By: WEEX|Aug 4, 2025

Key takeaways:

  • TA uses historical price and volume data to predict future market movements.
  • TA tools can be applied through basic support/resistance levels or advanced indicators like moving averages, RSI, MACD, and Bollinger Bands.
  • While TA helps spot trade opportunities, false signals often occur in low timeframes or illiquid markets.
  • Combining TA with other methods and strict risk management improves accuracy and reduces losses.

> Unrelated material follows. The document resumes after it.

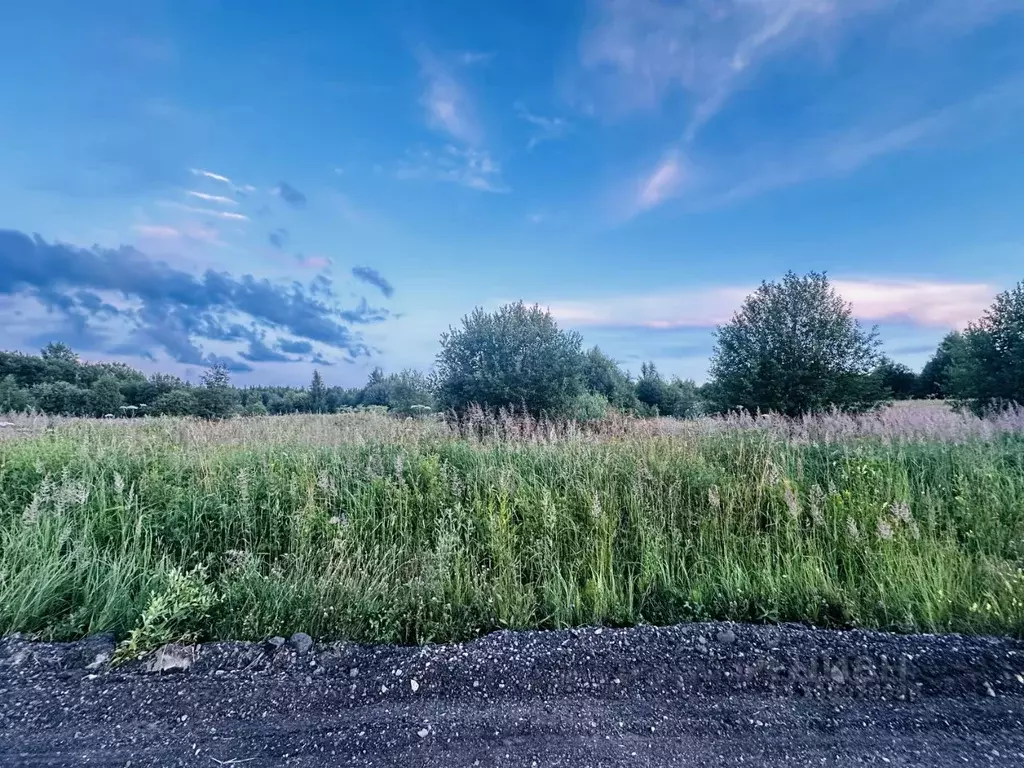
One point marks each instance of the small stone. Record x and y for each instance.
(98, 660)
(171, 657)
(301, 642)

What is technical analysis?

Technical analysis (TA) analyzes historical price and volume data to predict future market movements, focusing solely on price action and chart patterns to identify trends, key levels, and trading opportunities.

The history of TA

Early forms of technical analysis emerged in 17th-century Amsterdam and 18th-century Japan. However, modern TA largely originates from Charles Dow’s (founder of The Wall Street Journal) observations in the late 19th and early 20th centuries.

Dow recognized that asset and market movements often followed discernible trends, which could be analyzed. His insights ultimately led to the foundational Dow Theory, spurring further development in the field. Initially, TA involved rudimentary, manual calculations and charts. With the advent of modern technology and computing, TA became significantly more sophisticated and widespread, evolving into an essential tool for many contemporary investors and traders.

How Does Technical Analysis Work?

TA assumes all information is priced in; thus, analyzing price patterns and volume helps anticipate future movements.

TA analyzes supply/demand, reflecting market sentiment driven by trader emotions like fear and greed.

Notably, TA is considered more reliable and effective in markets that operate under normal conditions, with high volume and liquidity. High-volume markets are less susceptible to price manipulation and abnormal external influences that could create false signals and render TA useless.

Common TA Indicators

  1. Bollinger Bands (BB)

The Bollinger Bands (BB) indicator consists of two lateral bands that flow around a moving average line. These bands are used to measure market volatility and identify potential overbought or oversold conditions.

  1. Moving Average Convergence Divergence (MACD)

The Moving Average Convergence Divergence (MACD) is a powerful momentum-based trend indicator that analyzes the interaction between two exponential moving averages (EMAs).

  1. Relative Strength Index (RSI)

RSI is a momentum oscillator that quantifies price movement velocity on a 0-100 scale, helping traders identify potential reversal points.

  1. Moving averages (MAs)

Moving averages serve as dynamic trend indicators, smoothing price action to reveal directional momentum and potential support/resistance zones, with traders often relying on crossovers between shorter (e.g., 50-period) and longer (e.g., 200-period) averages to generate entry and exit signals.

Closing Thoughts

Technical analysis (TA) remains a cornerstone of modern trading, offering traders a systematic way to interpret market behavior through price action, trends, and key indicators. While no method can guarantee future performance, TA provides valuable tools for identifying opportunities, managing risk, and navigating volatile markets—especially when combined with sound risk management and complementary strategies.